WOW I'm so glad I finally got around to finishing this book! I seriously thought I would get too frustrated and just drop but Rysa Walker has got me hooked at every word despite my agonizingly slow pace. Just thinking about the whole deal with time travel is enough to make my head spin but this book my Rysa Walker was definitely a good and worthy read.
The story starts a little simple, and slowly hops into more convoluted aspects of time travel. Kate's character, who I love so much because she's realistic about everything despite everything going on around her, is a feisty but shy girl. My favourite mix of a heroine. The convoluted parts may stem from the fact that my reading was spaced in long intervals (days, at most) due to personal circumstances, but in it's entirety it wasn't that difficult to follow. There are areas that seemed a little grey for me, like if Prudence on who's side, the ultimate plan of Saul and the Cyrists for the whole world and how those people who were going to be time-travelling and researching points in history came to be but I'm hoping that'll be answered in the next books.

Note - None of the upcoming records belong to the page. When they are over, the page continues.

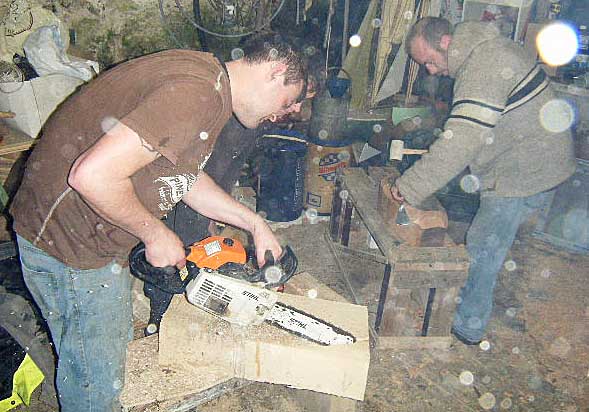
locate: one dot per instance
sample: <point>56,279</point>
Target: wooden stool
<point>420,285</point>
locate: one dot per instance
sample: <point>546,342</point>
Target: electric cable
<point>204,29</point>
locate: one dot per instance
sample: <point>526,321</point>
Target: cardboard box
<point>190,337</point>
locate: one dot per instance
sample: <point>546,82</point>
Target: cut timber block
<point>190,337</point>
<point>147,382</point>
<point>427,227</point>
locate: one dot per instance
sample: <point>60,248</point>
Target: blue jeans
<point>90,319</point>
<point>488,240</point>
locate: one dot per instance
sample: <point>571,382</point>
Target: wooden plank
<point>419,342</point>
<point>364,194</point>
<point>315,401</point>
<point>456,253</point>
<point>361,254</point>
<point>398,318</point>
<point>435,279</point>
<point>443,312</point>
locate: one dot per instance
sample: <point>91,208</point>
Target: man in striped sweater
<point>507,126</point>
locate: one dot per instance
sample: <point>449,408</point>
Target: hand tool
<point>217,280</point>
<point>397,150</point>
<point>402,218</point>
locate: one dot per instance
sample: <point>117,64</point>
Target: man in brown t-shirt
<point>114,159</point>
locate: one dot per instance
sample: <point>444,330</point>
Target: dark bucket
<point>281,180</point>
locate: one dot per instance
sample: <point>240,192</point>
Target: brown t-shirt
<point>177,101</point>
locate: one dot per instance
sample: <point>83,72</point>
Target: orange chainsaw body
<point>214,251</point>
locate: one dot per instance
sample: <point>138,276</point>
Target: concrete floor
<point>537,358</point>
<point>539,343</point>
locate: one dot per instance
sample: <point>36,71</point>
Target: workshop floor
<point>539,343</point>
<point>538,358</point>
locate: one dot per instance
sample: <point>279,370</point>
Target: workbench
<point>432,276</point>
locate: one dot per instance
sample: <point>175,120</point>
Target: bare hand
<point>396,194</point>
<point>165,249</point>
<point>265,240</point>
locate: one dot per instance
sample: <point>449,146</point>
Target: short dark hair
<point>430,29</point>
<point>273,47</point>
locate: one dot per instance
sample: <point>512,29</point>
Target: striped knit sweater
<point>506,123</point>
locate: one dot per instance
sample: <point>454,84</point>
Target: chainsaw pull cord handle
<point>166,278</point>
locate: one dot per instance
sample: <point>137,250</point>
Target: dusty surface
<point>539,343</point>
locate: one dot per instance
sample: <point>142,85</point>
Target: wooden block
<point>147,382</point>
<point>190,336</point>
<point>301,283</point>
<point>414,234</point>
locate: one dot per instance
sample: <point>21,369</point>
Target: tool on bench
<point>7,115</point>
<point>397,150</point>
<point>402,218</point>
<point>217,280</point>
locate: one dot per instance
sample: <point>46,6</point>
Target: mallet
<point>397,150</point>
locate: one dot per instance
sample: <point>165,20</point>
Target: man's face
<point>273,100</point>
<point>434,60</point>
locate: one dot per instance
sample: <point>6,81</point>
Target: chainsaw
<point>218,280</point>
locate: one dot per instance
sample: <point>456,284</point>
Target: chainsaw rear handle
<point>287,264</point>
<point>166,278</point>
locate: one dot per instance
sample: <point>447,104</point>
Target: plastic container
<point>281,180</point>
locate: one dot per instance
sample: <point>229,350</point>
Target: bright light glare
<point>355,40</point>
<point>557,44</point>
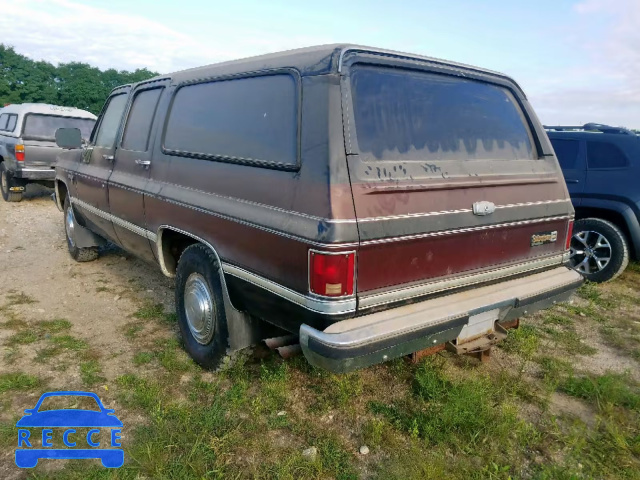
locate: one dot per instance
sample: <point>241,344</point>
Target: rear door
<point>130,175</point>
<point>450,185</point>
<point>571,154</point>
<point>94,172</point>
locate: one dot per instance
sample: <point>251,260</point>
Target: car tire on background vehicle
<point>200,306</point>
<point>6,182</point>
<point>79,254</point>
<point>599,250</point>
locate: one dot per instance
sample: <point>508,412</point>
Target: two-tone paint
<point>412,225</point>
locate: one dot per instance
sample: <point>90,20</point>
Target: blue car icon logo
<point>31,447</point>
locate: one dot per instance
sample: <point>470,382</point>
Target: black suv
<point>601,165</point>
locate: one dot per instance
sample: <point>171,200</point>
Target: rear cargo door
<point>449,185</point>
<point>38,134</point>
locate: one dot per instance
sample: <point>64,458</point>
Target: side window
<point>108,128</point>
<point>11,124</point>
<point>138,126</point>
<point>247,120</point>
<point>605,155</point>
<point>566,151</point>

I also had my doubts on who Kiernan really was, and I was starting to worry that his character wouldn't be utilized well but Rysa Walker has weaved him really well into the story. Sure, he didn't get that much face time but there was something in the way that the story was written that you know it's believable.
I'm very glad that the story flowed the way it did, instead of a terrible and agonizing cliffhanger immediately at the end. The whole aspect of time travel, CHRONOS keys and changing the course of history greatly interests me (Whovian here) and this book would certainly be suited for someone interested in it.